The effects of sexual liberation
Back in 1970 the Gay Revolution Party Manifesto declared:
The gay revolution will produce a world in which all social and sensual relationships will be gay and in which homo- and heterosexuality will be incomprehensible terms.
In effect, they were saying that the Biblical terms for male and female indicating clear distinctions between the two, will have become incomprehensible. Forty two years later we find:
* A gender-neutral pronoun has been proposed for use in Sweden’s public schools
* ‘M’ and ‘F’ are disappearing from birth certificates and passport applications in Western countries
* ‘Parent’ or ‘progenitor’ A and B are replacing mother and father
Christians' response
Despite these trends, many Christians fail to consider a discussion on gender to be important. But the direction the West is taking leads to a future inhospitable to Christian truth. 2000 years of Judaeo-Christian values underpinning society with the normative male/female distinctions will become, to use Peter Jones’ phrase, ‘homophobically unspeakable, culturally silenced and legally prohibited.’
By its very nature, on a cultural level, monism leads to homosexuality while theism leads to heterosexuality.
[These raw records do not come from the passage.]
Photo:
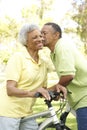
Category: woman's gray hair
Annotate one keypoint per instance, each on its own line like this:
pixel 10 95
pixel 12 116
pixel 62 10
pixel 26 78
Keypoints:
pixel 22 36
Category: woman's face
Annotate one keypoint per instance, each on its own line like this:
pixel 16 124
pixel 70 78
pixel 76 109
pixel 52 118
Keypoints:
pixel 35 40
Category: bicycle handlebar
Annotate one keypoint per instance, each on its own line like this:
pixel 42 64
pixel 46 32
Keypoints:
pixel 52 94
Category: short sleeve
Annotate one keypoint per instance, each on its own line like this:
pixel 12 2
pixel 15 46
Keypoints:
pixel 66 62
pixel 14 67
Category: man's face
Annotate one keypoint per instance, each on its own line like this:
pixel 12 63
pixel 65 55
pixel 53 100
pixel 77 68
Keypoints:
pixel 48 34
pixel 35 40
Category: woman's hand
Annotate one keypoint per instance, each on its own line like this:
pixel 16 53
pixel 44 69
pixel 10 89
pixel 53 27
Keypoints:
pixel 44 92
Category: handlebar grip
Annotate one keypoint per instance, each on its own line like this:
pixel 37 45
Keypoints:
pixel 51 93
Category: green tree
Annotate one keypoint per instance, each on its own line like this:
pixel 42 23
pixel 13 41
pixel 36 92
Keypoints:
pixel 80 16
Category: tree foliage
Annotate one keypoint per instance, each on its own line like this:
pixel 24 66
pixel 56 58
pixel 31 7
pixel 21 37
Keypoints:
pixel 81 18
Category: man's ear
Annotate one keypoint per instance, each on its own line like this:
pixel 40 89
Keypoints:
pixel 57 35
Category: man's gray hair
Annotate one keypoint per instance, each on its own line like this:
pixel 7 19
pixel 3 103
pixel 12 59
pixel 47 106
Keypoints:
pixel 22 36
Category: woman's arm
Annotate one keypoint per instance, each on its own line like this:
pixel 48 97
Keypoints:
pixel 12 90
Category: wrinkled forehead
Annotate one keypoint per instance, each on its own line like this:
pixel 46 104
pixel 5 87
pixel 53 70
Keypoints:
pixel 47 28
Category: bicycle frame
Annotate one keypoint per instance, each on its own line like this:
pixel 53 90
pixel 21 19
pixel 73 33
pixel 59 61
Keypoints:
pixel 53 119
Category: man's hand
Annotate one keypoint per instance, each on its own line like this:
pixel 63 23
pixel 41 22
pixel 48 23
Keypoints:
pixel 60 88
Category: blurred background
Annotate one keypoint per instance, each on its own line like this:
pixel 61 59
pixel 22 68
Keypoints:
pixel 71 15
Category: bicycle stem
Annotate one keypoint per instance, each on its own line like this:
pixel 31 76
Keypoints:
pixel 56 122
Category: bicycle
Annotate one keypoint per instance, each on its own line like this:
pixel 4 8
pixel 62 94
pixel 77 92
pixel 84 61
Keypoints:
pixel 51 118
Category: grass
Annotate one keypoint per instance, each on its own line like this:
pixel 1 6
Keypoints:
pixel 41 106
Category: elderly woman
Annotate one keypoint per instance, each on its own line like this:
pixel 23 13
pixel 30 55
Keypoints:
pixel 26 74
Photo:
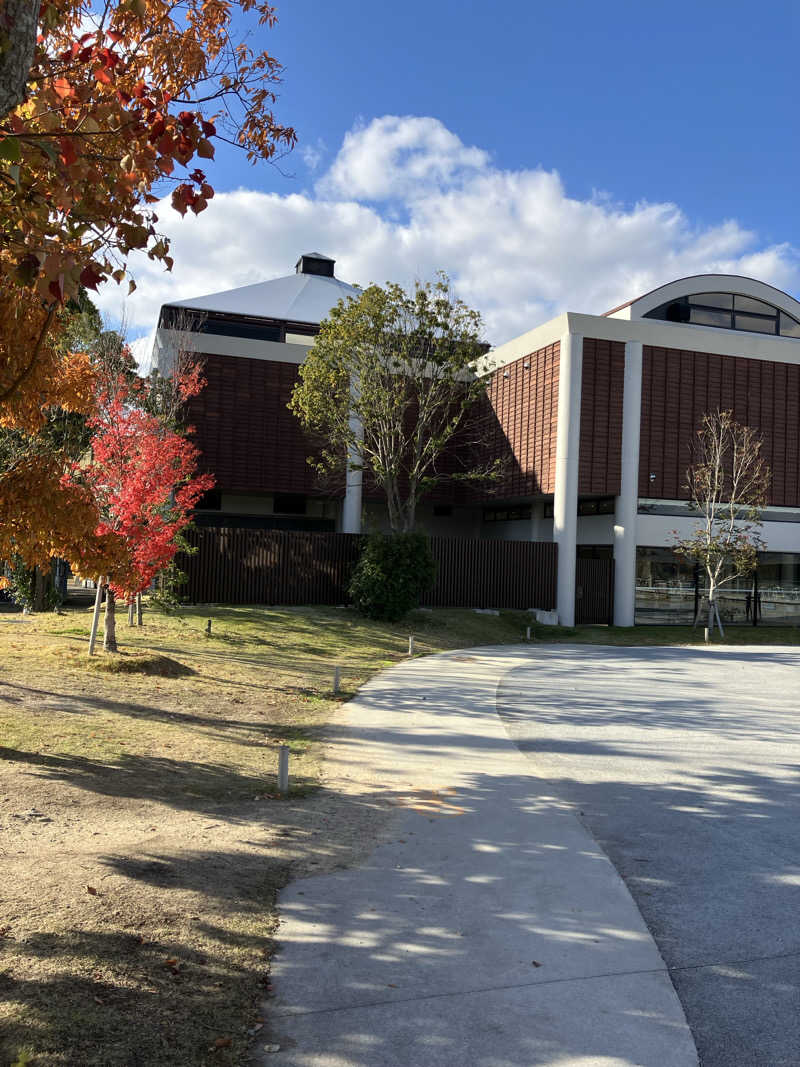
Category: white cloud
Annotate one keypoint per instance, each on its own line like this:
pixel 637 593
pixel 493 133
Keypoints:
pixel 405 196
pixel 400 158
pixel 313 154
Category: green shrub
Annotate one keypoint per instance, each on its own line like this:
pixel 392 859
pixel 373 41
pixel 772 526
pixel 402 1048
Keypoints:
pixel 35 589
pixel 392 575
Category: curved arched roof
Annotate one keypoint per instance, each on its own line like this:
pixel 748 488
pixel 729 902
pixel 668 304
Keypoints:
pixel 706 284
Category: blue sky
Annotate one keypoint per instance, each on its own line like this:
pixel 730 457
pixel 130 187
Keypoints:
pixel 546 156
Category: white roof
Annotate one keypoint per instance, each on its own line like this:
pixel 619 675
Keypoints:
pixel 297 298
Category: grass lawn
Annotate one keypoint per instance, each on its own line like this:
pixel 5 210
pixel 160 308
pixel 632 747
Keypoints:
pixel 141 839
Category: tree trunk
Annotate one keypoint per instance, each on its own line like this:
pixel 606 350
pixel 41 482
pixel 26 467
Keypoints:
pixel 109 637
pixel 96 616
pixel 40 587
pixel 17 44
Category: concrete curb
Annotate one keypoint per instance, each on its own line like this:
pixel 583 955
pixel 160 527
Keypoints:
pixel 489 928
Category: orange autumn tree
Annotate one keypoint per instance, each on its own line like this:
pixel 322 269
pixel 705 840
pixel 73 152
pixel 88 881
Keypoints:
pixel 123 102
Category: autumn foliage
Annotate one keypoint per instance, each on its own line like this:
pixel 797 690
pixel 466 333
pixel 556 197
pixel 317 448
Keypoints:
pixel 123 98
pixel 125 101
pixel 141 477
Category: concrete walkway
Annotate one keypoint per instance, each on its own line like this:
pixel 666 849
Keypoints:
pixel 488 929
pixel 686 765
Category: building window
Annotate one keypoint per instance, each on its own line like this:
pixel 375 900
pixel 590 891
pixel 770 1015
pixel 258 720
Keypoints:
pixel 507 514
pixel 601 506
pixel 210 500
pixel 728 311
pixel 289 504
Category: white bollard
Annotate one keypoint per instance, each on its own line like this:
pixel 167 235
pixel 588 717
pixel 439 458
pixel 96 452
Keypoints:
pixel 283 769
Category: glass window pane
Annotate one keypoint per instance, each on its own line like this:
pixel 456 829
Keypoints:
pixel 755 324
pixel 713 299
pixel 665 587
pixel 702 317
pixel 748 304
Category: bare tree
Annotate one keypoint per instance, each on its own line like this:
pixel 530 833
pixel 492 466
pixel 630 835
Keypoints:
pixel 729 481
pixel 389 383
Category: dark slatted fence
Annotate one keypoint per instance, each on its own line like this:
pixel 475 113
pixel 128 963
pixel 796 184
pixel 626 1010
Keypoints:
pixel 594 591
pixel 280 567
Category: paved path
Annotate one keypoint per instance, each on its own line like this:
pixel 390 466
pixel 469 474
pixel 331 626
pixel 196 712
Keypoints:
pixel 488 929
pixel 685 764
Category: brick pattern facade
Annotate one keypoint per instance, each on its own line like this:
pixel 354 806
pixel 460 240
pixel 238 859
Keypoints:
pixel 678 387
pixel 249 439
pixel 600 463
pixel 523 397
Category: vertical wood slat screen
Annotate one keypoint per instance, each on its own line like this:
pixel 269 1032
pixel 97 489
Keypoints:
pixel 281 567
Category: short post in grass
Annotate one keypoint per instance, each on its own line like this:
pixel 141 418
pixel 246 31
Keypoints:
pixel 283 769
pixel 95 617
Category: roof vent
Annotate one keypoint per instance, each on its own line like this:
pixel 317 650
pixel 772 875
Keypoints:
pixel 315 263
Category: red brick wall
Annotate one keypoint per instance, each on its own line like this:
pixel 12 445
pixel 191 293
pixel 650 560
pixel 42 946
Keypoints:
pixel 678 387
pixel 248 436
pixel 522 423
pixel 600 464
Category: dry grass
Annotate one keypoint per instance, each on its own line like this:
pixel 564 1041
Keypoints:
pixel 142 840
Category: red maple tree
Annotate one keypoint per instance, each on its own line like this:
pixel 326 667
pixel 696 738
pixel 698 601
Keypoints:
pixel 143 477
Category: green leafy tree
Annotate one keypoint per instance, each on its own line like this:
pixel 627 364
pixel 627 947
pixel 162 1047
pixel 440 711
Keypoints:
pixel 392 575
pixel 729 481
pixel 387 387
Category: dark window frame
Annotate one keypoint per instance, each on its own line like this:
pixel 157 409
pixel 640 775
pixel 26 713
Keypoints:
pixel 681 308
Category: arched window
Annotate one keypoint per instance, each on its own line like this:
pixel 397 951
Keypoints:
pixel 728 311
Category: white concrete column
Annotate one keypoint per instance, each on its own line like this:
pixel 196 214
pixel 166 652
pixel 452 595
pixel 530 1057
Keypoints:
pixel 536 521
pixel 565 497
pixel 627 503
pixel 351 509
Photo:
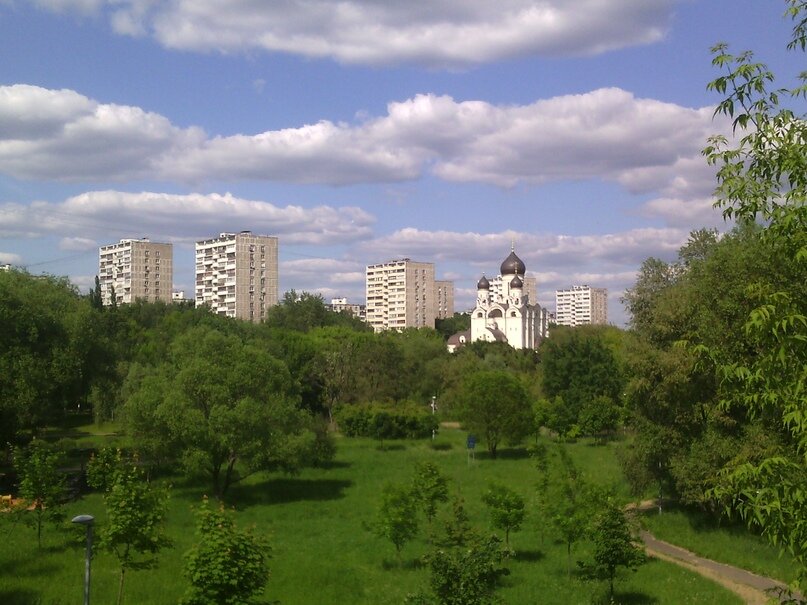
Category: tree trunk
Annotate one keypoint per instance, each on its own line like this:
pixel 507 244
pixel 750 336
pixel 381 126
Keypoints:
pixel 228 476
pixel 120 585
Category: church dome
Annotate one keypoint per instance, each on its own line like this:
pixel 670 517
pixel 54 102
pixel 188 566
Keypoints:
pixel 513 265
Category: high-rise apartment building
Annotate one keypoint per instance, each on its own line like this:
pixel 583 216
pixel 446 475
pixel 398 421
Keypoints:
pixel 341 305
pixel 443 299
pixel 400 294
pixel 580 305
pixel 236 275
pixel 136 269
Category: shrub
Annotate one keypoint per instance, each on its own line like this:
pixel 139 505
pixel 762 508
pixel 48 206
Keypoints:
pixel 402 421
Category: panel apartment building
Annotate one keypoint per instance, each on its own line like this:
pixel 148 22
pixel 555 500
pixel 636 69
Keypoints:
pixel 580 305
pixel 400 294
pixel 137 269
pixel 443 299
pixel 236 275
As the West increasingly embraces the new spirituality (neo-paganism) it is buying into the homosexual/androgynous lifestyle. This latter will be the dedicated opponent of orthodox biblical Christianity.
The future
Many Christians think nothing much will change if the law allows gay marriage. In fact, normal social relationships will be drastically altered to make room for people such as Robert Lopez, who grew up in a ‘genderless’ gay household learning ‘few recognisable social cues . . . for how to act, how to speak, how to behave, in the outside world.'
The normal heterosexual world will be demeaned, side-lined and then condemned to silence. Already, in California, all public schools have to include positive discussions of trans-genderism, bisexuality and homosexuality. All other viewpoints are now silenced. Traditional Christian views at the Vanderbilt University have been forbidden, in the name of diversity. In the UK, Ofsted inspectors have applauded primary schools where transgender is accepted and encouraged amongst children as young as 4 or 5.
There is no doubt that gender, already a big issue, will become even more so in the near future. Lauren Winner, author of ‘Real Sex’ says this:
We need to ask ourselves whether the starting point for a scriptural witness on sex is the isolated quotation of ‘thou shalt not’ or whether a scriptural ethic of sex begins instead with the totality of the Bible, the narrative of God’s redeeming love and humanity’s attempt to reflect that through our institutions and practices.
Here at Christian Spectrum we're committed to a thoroughly Biblical worldview, where Creator and created are distinctly separate, where man and woman are distinctly different, where marriage is distinctly between a man and a woman, and where the marriage supper of the Lamb is distinctly between the Redeemer and those redeemed through the blood of Jesus. Vive la difference!